Sunnyvale, California — Struggling internet pioneer Yahoo Inc., which is exploring strategic options to regain its lost glory, on Tuesday announced that it has agreed to acquire behavioral targeting network agreed to buy Interclick Inc. for $270 million in cash to help advertisers reach online users with more targeted messages.
The deal is cemented at an interesting time considering since Yahoo is often rumored to be an acquisition target. The Web portal said the deal, in which it valued Interclick at $9 a share, would enrich its data-targeting and optimization capabilities. It will also provide new premium inventory supply drawn from disparate sources.
“This investment emphasizes our focus on enhancing the performance of both our guaranteed and non-guaranteed display business across Yahoo and our partner sites and, combined with Yahoo’s reach and advertising leadership, will deliver a powerful solution for marketers,” said Ross Levinsohn, EVP, Americas region.
Yahoo’s display ad growth has significantly decreased during the last two quarters, in part because of challenges monetizing remnant inventory. The Sunnyvale, Calif.-based Yahoo has been exploring an ad partnership with Microsoft and AOL to compete better with Google. That partnership would pool inventory into premium packages.
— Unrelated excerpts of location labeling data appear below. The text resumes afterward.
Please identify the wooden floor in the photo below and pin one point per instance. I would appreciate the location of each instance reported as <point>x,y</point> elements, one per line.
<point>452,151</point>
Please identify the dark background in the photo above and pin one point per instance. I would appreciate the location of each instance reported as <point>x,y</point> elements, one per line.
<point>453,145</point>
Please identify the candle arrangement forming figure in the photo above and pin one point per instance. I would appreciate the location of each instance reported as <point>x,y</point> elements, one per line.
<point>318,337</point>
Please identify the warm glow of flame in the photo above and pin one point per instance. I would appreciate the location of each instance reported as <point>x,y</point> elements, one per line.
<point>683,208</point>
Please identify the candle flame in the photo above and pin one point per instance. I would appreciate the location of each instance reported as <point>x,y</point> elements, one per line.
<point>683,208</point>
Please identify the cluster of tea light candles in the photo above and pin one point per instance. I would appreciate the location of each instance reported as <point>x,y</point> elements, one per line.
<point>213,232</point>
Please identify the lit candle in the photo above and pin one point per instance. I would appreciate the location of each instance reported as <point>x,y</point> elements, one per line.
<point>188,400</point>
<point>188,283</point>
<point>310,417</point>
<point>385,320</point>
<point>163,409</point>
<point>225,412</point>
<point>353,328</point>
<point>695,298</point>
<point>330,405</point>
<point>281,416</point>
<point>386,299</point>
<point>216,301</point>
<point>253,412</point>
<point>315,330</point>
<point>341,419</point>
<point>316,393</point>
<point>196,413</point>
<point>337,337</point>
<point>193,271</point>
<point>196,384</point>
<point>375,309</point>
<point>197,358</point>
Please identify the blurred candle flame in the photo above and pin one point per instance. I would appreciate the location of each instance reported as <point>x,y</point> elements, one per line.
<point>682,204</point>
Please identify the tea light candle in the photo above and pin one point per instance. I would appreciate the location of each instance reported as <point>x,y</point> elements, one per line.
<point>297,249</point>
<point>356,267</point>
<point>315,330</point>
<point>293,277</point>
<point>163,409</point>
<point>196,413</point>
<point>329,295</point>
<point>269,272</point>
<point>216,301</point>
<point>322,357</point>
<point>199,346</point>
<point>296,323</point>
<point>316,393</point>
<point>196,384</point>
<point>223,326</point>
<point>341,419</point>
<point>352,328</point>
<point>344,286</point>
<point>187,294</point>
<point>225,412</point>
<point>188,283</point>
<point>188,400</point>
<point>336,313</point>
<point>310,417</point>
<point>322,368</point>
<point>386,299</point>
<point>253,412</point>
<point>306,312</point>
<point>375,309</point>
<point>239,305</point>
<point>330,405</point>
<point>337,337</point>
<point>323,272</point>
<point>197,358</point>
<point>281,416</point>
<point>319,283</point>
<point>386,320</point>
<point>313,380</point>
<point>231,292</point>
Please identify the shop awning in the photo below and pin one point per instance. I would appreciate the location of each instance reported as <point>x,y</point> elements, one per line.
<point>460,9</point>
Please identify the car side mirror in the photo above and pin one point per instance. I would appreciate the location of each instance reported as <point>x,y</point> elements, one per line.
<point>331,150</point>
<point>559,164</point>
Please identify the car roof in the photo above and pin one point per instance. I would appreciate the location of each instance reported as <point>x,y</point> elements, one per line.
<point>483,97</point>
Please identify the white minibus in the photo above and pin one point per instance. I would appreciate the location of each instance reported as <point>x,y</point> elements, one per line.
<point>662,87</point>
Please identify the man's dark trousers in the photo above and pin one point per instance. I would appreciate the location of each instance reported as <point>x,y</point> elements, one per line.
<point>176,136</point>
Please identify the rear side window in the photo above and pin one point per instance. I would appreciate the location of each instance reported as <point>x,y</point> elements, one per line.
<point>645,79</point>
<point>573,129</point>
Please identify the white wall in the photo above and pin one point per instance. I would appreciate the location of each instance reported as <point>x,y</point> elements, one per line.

In fact, Tim Morse, Yahoo’s caretaker CEO, admitted in the company’s third-quarter conference call that it needed to enhance its earnings on its non-guaranteed ad inventory. Thus, the addition of Interclick’s optimization technology and ad sales force could help Yahoo address that issue. Interclick employees will join Yahoo and get an interesting ride to say the least.
Yahoo may incorporate the purchase to revive sales of display advertising, such as banner ads, which stalled last quarter. The company is seeking a chief executive officer after sacking Carol Bartz in September, and has embarked on a strategy review as it tackles with competition from Google Inc. and Facebook Inc.
“The company needs to embellish their display advertising business, it is not a major acquisition for Yahoo,” according to Colin Gillis, an analyst at BGC Partners who recommends holding Yahoo’s shares, said in an interview. Besides, the deal is not going to alter whether buyers are going to come or not.
Interclick could serve as an adhesive if such an ad partnership were to develop completely. Interclick develops tools to help marketers target online customers. Yahoo noted in a statement that Interclick’s team is [experienced in selling audiences across disparate sources of pooled supply].
Here’s how Interclick’s parts fit together:
“Interclick’s behavioral targeting application could help Yahoo to reap its display advertising revenue faster,” said Kerry Rice, an analyst at Needham & Co. in San Francisco who recommends buying Interclick shares. “Yahoo could give Interclick more resources to expand into areas like mobile and video advertising.”
As for Interclick’s platform, it has two flagship tools–Open Segment Manager and Genome Platform–that combines ad campaigns and data sources. On its site, Interclick mentions that its Open Segment Manager (OSM) is designed to do behavioral targeting at scale. The company said on its Open Segment Manager overview:
The biggest challenge in data targeting was the perceived lack of scale. The scale issue partly stemmed from technical and statistical problems. But we also believed that “single algorithm” approaches had severe limitations. OSM’s new multi-algorithm approach overcomes this by appropriately dealing with core statistical challenges faced in digital advertising: enormous dimensionality, sparsity, noise, rare events, and more.
OSM launched in late 2009.
Interclick founder and CEO Michael Katz stated that the combination of Yahoo’s premium data and inventory with the company’s platforms will create “tremendous value” for clients.
Interclick, which is based in New York City and was established in 2006, had revenue of about $53 million in the first half of 2011. The acquisition is expected to close in early 2012. Yahoo paid $9 a share for Interclick, which closed at $7.40 on Monday.